Ngobrol-ngobrol itu dipandu Duta Besar Indonesia untuk Kerajaan Belanda, I Gusti Agung Wesaka Puja, dan film yang ditonton adalah Rudy, film terbaru Habibie yang berkisah perjalanan studinya di Universitas Teknik Aachen, Jerman Barat (saat itu).
Habibie muda saat itu juga aktivis di lingkungan pelajar Indonesia dan pernah menjadi ketua PPI Aachen.
"Dengan temuan-temuan penelitian saya, berbagai tawaran menggiurkan diberikan kepada saya, termasuk untuk berpindah kewarganegaraan, namun saya selalu mengatakan tidak," ujar Habibie.
Pernyataan tersebut menggambarkan betapa konsisten dan tingginya dedikasi prof Habibie kepada negara dan bangsa Indonesia. Prestasi dan ide-ide cemerlang dalam pengembangan teknologi pesawat terbang dan perkapalan, pemerintah Jerman memberikan fasilitas visa, ijin tinggal dan ijin bekerja seumur hidup kepada Pak Habibie.
Dipicu film Rudy beberapa mahasiswa pun tergelitik mengajukan pertanyaan tentang cerita film tersebut. Salah satu tentang kisah hubungan dengan beberapa gadis cantik yang menaruh perhatian kepada Habibie muda.
Kebenaran cerita tersebut pun diiyakan Wardiman Djojonegoro, mantan menteri pendidikan dan kebudayaan, teman sekamar Pak Habibie waktu kuliah di Universitas Teknik Aachen, yang juga sedang berada di Belanda dan hadir pada pertemuan itu.

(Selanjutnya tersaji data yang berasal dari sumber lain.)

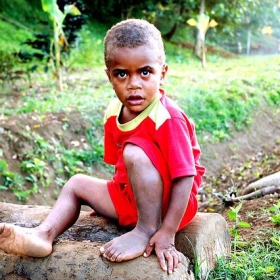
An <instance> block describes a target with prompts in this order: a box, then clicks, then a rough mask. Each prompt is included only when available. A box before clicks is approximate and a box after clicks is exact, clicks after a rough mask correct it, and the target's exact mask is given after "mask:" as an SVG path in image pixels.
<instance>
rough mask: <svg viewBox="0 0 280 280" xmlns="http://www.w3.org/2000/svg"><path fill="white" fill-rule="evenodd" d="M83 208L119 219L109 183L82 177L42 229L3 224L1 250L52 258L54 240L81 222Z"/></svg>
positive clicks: (51, 211)
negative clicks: (110, 190) (58, 235)
mask: <svg viewBox="0 0 280 280" xmlns="http://www.w3.org/2000/svg"><path fill="white" fill-rule="evenodd" d="M81 205H89V206H90V207H92V208H93V209H94V210H95V211H97V212H99V213H100V214H102V215H104V216H106V217H108V218H113V219H117V214H116V212H115V208H114V206H113V203H112V201H111V198H110V196H109V193H108V189H107V181H106V180H101V179H97V178H92V177H89V176H85V175H80V174H78V175H75V176H73V177H72V178H71V179H70V180H69V181H68V182H67V183H66V184H65V186H64V187H63V189H62V191H61V194H60V196H59V198H58V200H57V202H56V203H55V205H54V207H53V209H52V210H51V212H50V213H49V215H48V216H47V218H46V219H45V220H44V221H43V222H42V223H41V224H40V225H39V226H38V227H36V228H22V227H18V226H14V225H12V224H0V249H2V250H4V251H5V252H7V253H15V254H21V255H26V256H32V257H45V256H47V255H49V254H50V253H51V252H52V243H53V241H54V239H55V238H56V237H57V236H58V235H60V234H61V233H63V232H64V231H65V230H67V229H68V228H69V227H70V226H72V225H73V224H74V223H75V222H76V220H77V219H78V217H79V213H80V209H81Z"/></svg>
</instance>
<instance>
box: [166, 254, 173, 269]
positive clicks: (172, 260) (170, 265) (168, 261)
mask: <svg viewBox="0 0 280 280" xmlns="http://www.w3.org/2000/svg"><path fill="white" fill-rule="evenodd" d="M165 259H166V260H167V267H168V274H172V272H173V271H174V257H173V256H172V255H171V253H170V252H166V253H165Z"/></svg>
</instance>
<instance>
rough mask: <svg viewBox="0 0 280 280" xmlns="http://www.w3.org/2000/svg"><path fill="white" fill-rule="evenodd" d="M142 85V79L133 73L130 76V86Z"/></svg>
mask: <svg viewBox="0 0 280 280" xmlns="http://www.w3.org/2000/svg"><path fill="white" fill-rule="evenodd" d="M140 87H141V81H140V79H139V77H138V76H137V75H131V76H130V78H129V83H128V88H130V89H135V88H140Z"/></svg>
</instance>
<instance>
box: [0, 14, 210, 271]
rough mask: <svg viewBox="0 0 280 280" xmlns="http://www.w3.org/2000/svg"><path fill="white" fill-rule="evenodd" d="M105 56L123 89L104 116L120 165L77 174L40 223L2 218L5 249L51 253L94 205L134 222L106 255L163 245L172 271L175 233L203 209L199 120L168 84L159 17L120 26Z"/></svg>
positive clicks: (137, 253)
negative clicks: (3, 222)
mask: <svg viewBox="0 0 280 280" xmlns="http://www.w3.org/2000/svg"><path fill="white" fill-rule="evenodd" d="M104 57H105V64H106V74H107V76H108V79H109V81H110V83H111V84H112V87H113V89H114V91H115V93H116V96H117V99H115V100H113V102H112V103H111V104H110V105H109V107H108V108H107V111H106V114H105V119H104V120H105V124H104V130H105V137H104V146H105V154H104V160H105V162H106V163H108V164H112V165H115V175H114V177H113V179H112V180H111V181H109V182H108V181H106V180H102V179H97V178H93V177H89V176H85V175H81V174H77V175H75V176H73V177H72V178H70V180H69V181H68V182H67V183H66V184H65V186H64V187H63V188H62V191H61V194H60V196H59V198H58V200H57V202H56V204H55V206H54V207H53V209H52V210H51V212H50V214H49V215H48V217H47V218H46V219H45V220H44V221H43V222H42V224H40V225H39V226H38V227H36V228H32V229H29V228H21V227H16V226H14V225H11V224H0V249H2V250H4V251H6V252H8V253H17V254H22V255H27V256H33V257H45V256H47V255H49V254H50V253H51V252H52V243H53V241H54V239H55V238H56V237H57V236H59V235H60V234H61V233H63V232H64V231H65V230H67V229H68V228H69V227H71V226H72V225H73V224H74V223H75V222H76V220H77V219H78V216H79V213H80V207H81V205H88V206H90V207H91V208H92V209H94V210H95V211H96V212H98V213H99V214H101V215H103V216H105V217H107V218H112V219H117V220H118V221H119V223H120V225H123V226H133V227H134V228H133V229H132V230H131V231H129V232H128V233H126V234H124V235H122V236H120V237H117V238H115V239H113V240H111V241H110V242H108V243H106V244H105V245H104V246H103V247H101V248H100V252H101V255H102V256H103V257H104V258H106V259H108V260H110V261H112V262H121V261H125V260H130V259H134V258H136V257H138V256H141V255H144V257H148V256H149V255H150V254H151V253H152V251H153V250H155V252H156V255H157V257H158V260H159V263H160V266H161V268H162V269H163V270H164V271H167V272H168V273H172V272H173V271H174V270H175V269H176V267H177V266H178V263H179V262H180V258H179V254H178V251H177V250H176V249H175V247H174V238H175V234H176V232H177V231H178V230H180V229H182V228H183V227H185V226H186V225H187V224H188V223H189V222H190V221H191V220H192V219H193V217H194V216H195V214H196V212H197V209H198V203H197V199H196V194H197V192H198V188H199V186H200V184H201V178H202V175H203V174H204V171H205V169H204V167H202V166H201V165H200V164H199V157H200V148H199V145H198V143H197V140H196V135H195V131H194V125H193V123H192V122H191V121H190V120H189V119H188V118H187V116H186V115H185V114H184V113H183V111H182V110H180V109H179V108H178V107H177V105H176V104H175V103H174V102H172V101H171V100H170V99H169V98H168V97H166V95H165V92H164V91H163V90H162V89H160V86H161V85H162V84H163V81H164V78H165V76H166V73H167V70H168V66H167V64H166V63H165V53H164V47H163V41H162V38H161V35H160V32H159V31H158V30H157V29H156V28H155V27H154V26H153V25H152V24H150V23H148V22H147V21H144V20H137V19H130V20H125V21H122V22H120V23H119V24H117V25H115V26H113V27H112V28H111V29H110V30H109V31H108V32H107V35H106V37H105V47H104Z"/></svg>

Tidak terlewatkan, Pak Habibie pun selalu menyinggung kekekalan hubungannya dengan Ainun, belahan jiwanya, yang tidak pernah terpisahkan meski oleh kematian. Kisah Ainun ini sedang disiapkan dalam bentuk opera, yang rencananya akan ditampilkan di Belanda tahun depan.
Nama Habibie terlanjur lekat dengan pengembangan pesawat terbang di Indonesia padahal masih ada beberapa nama besar lain, di antaranya Nurtanio dan Wiweko.
Tentang ini, Habibie berkata, "Akan tetapi kita ini tidak memiliki budaya estafet, sehingga hal-hal yang telah dicapai oleh generasi sebelumnya tidak dilanjutkan generasi selanjutnya." Yang dia katakan adalah bagaimana kepemimpinan dan kelanggengan pengembangan industri ini seharusnya dilakukan di Indonesia.
Pengembangan industri penerbangan dan industri strategis lain di Tanah Air bisa dibilang mencapai titik paling rendah dan paling memilukan sesaat setelah skema pinjaman 48 miliar dolar Amerika Serikat dikabulkan IMF dengan sejumlah syarat sangat menyudutkan Indonesia pada 1998.